Originally Posted by David Newman (Post 1180502)
BlurRay is either 24p to 60i, only SD DVD is natively interlaced only.

Quite so. My point only was that if you have shot in 1080i, then it's a straight path to BR delivery.

John Quandt August 3rd, 2009 10:02 PM

While I'm using CS4, the flow should work in CS3, as well. I shot HDV with my HC3, and imported the video with NeoScene, retaining the native video format, 1080i. After editing, I exported the video in MPEG2 Blu-Ray format, still retaining the 1440x1080i native video format. On my Core i7 machine, it exported much faster than realtime. I created an Encore project in Blu-Ray format and burned the BD-RE disc. Then I told Encore to Build a DVD, which caused it to transcode the video to DVD format and burn the DVD, without having to make any changes to the Encore project. I call that a real time saver.

Keeping the video in the native format sped up the whole process dramatically, and the Blu-Ray player handled it fine.
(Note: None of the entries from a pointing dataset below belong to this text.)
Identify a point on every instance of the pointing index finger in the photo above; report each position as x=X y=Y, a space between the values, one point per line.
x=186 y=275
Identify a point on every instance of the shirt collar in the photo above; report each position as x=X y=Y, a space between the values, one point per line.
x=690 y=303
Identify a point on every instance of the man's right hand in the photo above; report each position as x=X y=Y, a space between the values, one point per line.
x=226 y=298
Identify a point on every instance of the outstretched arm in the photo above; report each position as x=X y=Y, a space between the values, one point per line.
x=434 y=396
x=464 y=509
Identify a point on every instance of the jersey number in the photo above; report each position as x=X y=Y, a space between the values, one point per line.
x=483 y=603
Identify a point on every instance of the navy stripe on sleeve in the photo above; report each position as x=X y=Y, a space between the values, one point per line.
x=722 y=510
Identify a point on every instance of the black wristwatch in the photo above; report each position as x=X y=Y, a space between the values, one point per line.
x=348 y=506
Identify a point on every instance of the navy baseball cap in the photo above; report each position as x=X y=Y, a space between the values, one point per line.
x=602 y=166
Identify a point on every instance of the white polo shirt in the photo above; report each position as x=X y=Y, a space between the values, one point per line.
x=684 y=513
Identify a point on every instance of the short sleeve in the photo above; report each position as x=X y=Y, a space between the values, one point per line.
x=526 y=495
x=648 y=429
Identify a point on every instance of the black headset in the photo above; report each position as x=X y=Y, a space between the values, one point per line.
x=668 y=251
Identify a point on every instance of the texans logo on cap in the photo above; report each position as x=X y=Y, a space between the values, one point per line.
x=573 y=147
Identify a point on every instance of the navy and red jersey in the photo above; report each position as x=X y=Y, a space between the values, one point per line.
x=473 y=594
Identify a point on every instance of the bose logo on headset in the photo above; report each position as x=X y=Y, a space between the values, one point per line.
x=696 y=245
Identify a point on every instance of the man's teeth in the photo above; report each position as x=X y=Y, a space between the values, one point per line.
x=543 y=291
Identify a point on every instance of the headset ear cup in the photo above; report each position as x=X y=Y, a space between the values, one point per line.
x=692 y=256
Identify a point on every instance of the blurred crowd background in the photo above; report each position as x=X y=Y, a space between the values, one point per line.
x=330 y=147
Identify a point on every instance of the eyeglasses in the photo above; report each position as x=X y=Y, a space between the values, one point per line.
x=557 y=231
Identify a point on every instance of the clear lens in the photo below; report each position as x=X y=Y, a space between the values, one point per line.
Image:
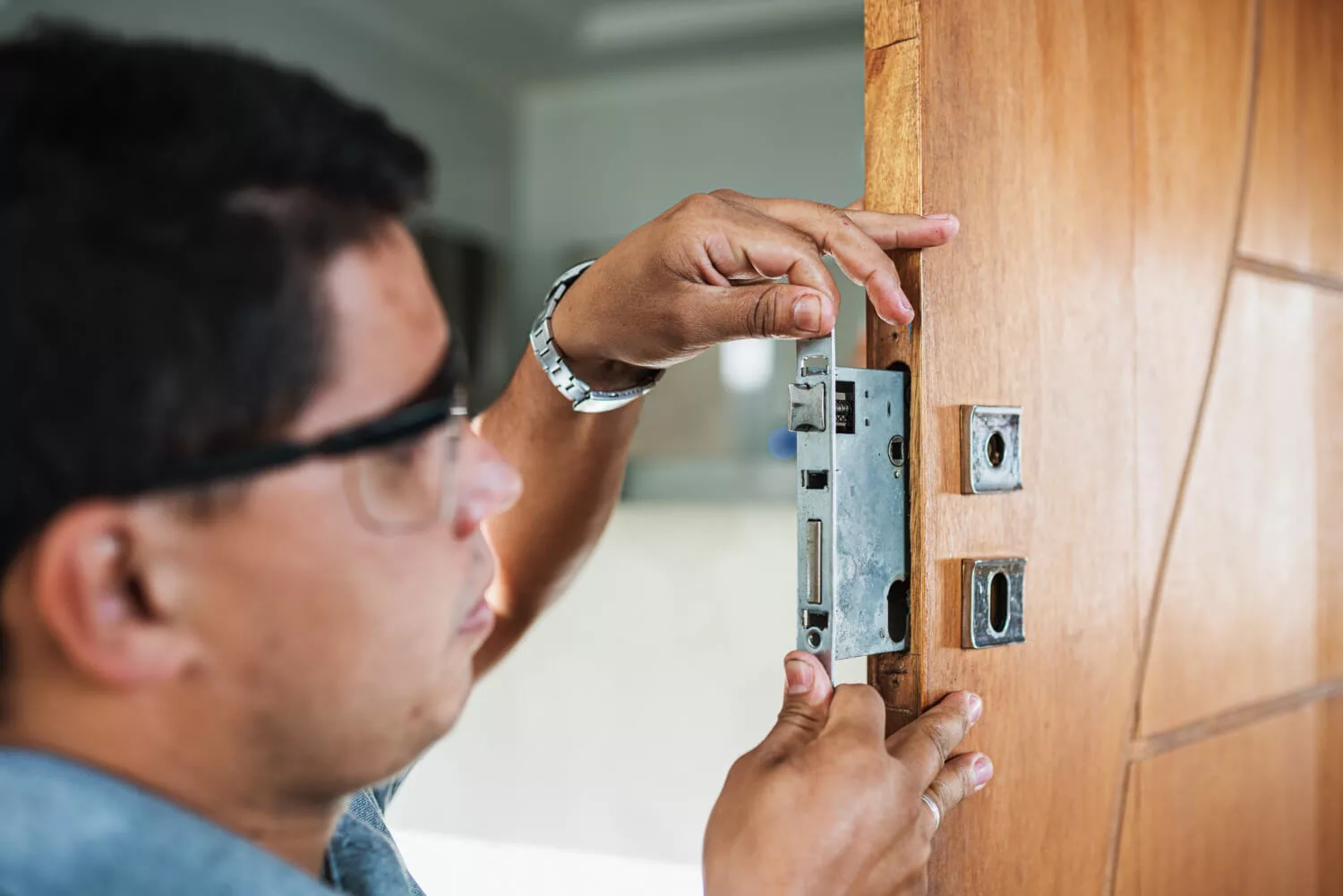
x=407 y=485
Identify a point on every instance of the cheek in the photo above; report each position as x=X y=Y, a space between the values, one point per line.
x=343 y=613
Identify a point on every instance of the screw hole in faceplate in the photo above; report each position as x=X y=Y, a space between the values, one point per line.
x=996 y=449
x=998 y=602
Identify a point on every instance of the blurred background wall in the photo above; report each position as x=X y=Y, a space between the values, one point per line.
x=556 y=128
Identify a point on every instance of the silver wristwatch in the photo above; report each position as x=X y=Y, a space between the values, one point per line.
x=585 y=397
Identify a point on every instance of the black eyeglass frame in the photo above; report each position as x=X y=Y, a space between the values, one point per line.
x=442 y=399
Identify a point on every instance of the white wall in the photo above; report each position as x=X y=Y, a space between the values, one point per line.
x=612 y=724
x=612 y=727
x=469 y=133
x=601 y=156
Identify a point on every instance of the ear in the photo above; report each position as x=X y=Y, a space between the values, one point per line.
x=91 y=597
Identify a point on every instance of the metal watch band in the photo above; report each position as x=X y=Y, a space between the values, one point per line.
x=583 y=397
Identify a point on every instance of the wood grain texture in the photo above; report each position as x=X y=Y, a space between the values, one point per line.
x=1295 y=201
x=894 y=149
x=1235 y=815
x=1193 y=67
x=1329 y=452
x=1241 y=576
x=1056 y=337
x=1128 y=866
x=1331 y=798
x=888 y=21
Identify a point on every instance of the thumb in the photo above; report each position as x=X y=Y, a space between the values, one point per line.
x=806 y=705
x=768 y=311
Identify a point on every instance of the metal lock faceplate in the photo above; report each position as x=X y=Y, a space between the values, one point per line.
x=853 y=533
x=990 y=450
x=993 y=602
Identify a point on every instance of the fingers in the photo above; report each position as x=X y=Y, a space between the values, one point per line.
x=859 y=710
x=959 y=778
x=859 y=255
x=907 y=231
x=806 y=705
x=926 y=745
x=762 y=311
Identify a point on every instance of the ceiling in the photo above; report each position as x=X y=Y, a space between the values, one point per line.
x=507 y=43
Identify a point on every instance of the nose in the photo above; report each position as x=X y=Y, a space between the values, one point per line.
x=486 y=484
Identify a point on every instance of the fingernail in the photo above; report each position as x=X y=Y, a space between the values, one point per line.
x=983 y=772
x=800 y=676
x=806 y=314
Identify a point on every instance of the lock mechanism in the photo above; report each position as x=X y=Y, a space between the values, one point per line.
x=853 y=508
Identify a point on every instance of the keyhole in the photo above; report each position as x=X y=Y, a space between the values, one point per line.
x=996 y=448
x=998 y=603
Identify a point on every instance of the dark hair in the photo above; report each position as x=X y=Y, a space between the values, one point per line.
x=166 y=211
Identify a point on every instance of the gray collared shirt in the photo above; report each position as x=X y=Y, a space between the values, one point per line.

Phil Green August 9th, 2009 10:29 PM

Quote:

Originally Posted by John Quandt (Post 1180572)
While I'm using CS4, the flow should work in CS3, as well. I shot HDV with my HC3, and imported the video with NeoScene, retaining the native video format, 1080i. After editing, I exported the video in MPEG2 Blu-Ray format, still retaining the 1440x1080i native video format. On my Core i7 machine, it exported much faster than realtime. I created an Encore project in Blu-Ray format and burned the BD-RE disc. Then I told Encore to Build a DVD, which caused it to transcode the video to DVD format and burn the DVD, without having to make any changes to the Encore project. I call that a real time saver.
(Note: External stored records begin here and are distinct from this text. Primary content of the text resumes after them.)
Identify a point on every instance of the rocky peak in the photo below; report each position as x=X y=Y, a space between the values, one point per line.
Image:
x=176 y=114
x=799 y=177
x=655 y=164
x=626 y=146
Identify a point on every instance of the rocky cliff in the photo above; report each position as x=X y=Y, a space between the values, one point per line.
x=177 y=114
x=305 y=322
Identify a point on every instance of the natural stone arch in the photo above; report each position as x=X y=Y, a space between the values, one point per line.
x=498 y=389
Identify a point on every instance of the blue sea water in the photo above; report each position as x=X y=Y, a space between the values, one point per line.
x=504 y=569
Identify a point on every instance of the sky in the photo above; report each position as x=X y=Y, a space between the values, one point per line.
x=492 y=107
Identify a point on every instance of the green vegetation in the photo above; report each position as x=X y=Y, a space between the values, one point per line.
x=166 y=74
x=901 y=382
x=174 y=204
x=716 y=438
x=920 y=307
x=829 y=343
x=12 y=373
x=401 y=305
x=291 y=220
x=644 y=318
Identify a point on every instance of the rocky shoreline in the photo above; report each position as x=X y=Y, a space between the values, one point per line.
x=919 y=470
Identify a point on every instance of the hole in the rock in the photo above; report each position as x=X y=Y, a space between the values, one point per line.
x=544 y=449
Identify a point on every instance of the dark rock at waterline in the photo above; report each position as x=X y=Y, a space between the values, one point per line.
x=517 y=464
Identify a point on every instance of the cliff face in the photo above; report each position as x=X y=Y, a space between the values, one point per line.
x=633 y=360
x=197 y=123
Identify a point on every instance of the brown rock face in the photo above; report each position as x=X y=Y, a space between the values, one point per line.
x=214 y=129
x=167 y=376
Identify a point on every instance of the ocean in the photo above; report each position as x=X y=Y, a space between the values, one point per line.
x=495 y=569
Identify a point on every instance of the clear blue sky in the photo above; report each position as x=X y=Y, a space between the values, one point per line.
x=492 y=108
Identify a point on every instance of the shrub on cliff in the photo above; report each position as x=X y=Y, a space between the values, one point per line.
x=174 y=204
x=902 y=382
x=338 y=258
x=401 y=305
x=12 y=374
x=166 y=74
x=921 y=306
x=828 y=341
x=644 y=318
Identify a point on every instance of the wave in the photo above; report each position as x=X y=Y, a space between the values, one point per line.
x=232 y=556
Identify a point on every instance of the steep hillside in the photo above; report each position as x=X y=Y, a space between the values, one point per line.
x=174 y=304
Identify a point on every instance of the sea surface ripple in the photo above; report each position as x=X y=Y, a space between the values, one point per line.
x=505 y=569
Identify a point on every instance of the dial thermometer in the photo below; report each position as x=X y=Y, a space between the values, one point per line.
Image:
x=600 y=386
Keeping the video in the native format sped up the whole process dramatically, and the Blu-Ray player handled it fine.

Hi John
this is what I was looking for, can you tell me when you exported to 1440x1080i Blu-Ray Format and made your Blu-Ray Disc in Encore, when doing the dvd did you have to alter the field order from Upper to Lower for the DVD Encore or did you leave it as it was?

Robert Young August 11th, 2009 01:26 AM

Quote:

Originally Posted by Phil Green (Post 1203047)
when doing the dvd did you have to alter the field order from Upper to Lower for the DVD Encore or did you leave it as it was?

You definitely should stay in UFF field order. DVDs will play UFF with no problem.
Changing the field order can certainly be done, but it is an unnecessary invitation for problems & artifact.
The conventional wisdom that DVDs must be LFF is simply not true. My projects are nearly all delivered on DVD & BR- all the disks are UFF :)

John Quandt August 11th, 2009 09:37 PM

I let Encore decide what to do when transcoding the DVD version, and it came out great.